The score values for each window selected from the selection signature analyses (FLK, FST, XP-CLR, XP-EHH, VST, t-test) used in the study. The horizontal line in red shows the 0.01 significance level of the scores without binning. Labeled dots are the highest scoring windows in each gene. Genes labeled in red are the strongest candidate genes chosen from the study.

Figure 3
figure 3

(a) Missense variants filtered after the selection signature analysis and gene ontology analysis. (b) Missense variants filtered after the literature review and gene ontology analysis. Blue and red asterisks indicate the significance in SIFT score (< 0.05) and PROVEAN score (< − 1.3) respectively.

Table 2 Missense variant allele frequencies of the most serious candidate genes. SIFT score < 0.05 and Provean score < − 1.3 were considered as significant.

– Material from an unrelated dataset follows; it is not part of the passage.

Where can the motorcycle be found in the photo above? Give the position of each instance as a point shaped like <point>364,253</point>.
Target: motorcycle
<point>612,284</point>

The 40 CNV-based genes were further inspected for copy number differences within the gene. Remarkably, the CD48 gene exhibited a copy number difference of up to 10 in certain intronic regions (Fig. 4a and b).

Figure 4
figure 4

(a) Average copy number differences of every 200 bp regions were visualized as a line graph between Res and NRes in CD48 (chromosome 3:8,901,877–8,932,543) with flanking regions of 2 kb on both sides. The x and y axes indicate the genomic region and average copy number, respectively. (b) Region of repeat was shown by Ensembl Genome browser. Repeats were called with Repeat Masker and Repeat Modeler. Region in-between red dotted lines indicate the overlapping repeat region which is mostly LTR (long tandem repeats). Blue line is the starting position of flanking regions.

Candidate genes issued from the literature

A total of 239 genes were considered when implementing the second strategy, i.e. exploring the genomic difference in the genes already reported in the literature as having potential relation to resistance to bTB infection. Among the 239 genes investigated, 25 genes exhibited missense variants that contrasted to some extent between the groups. The CCL2, CCNG2, CCR5, NUDT3, and TLR6 genes were identified as deleterious by the SIFT score and CCR5, CCR6, CD226, CD38, IFNGR1, IL1A, TLR2, and TLR6 genes were chosen by PROVEAN score (Fig. 3b).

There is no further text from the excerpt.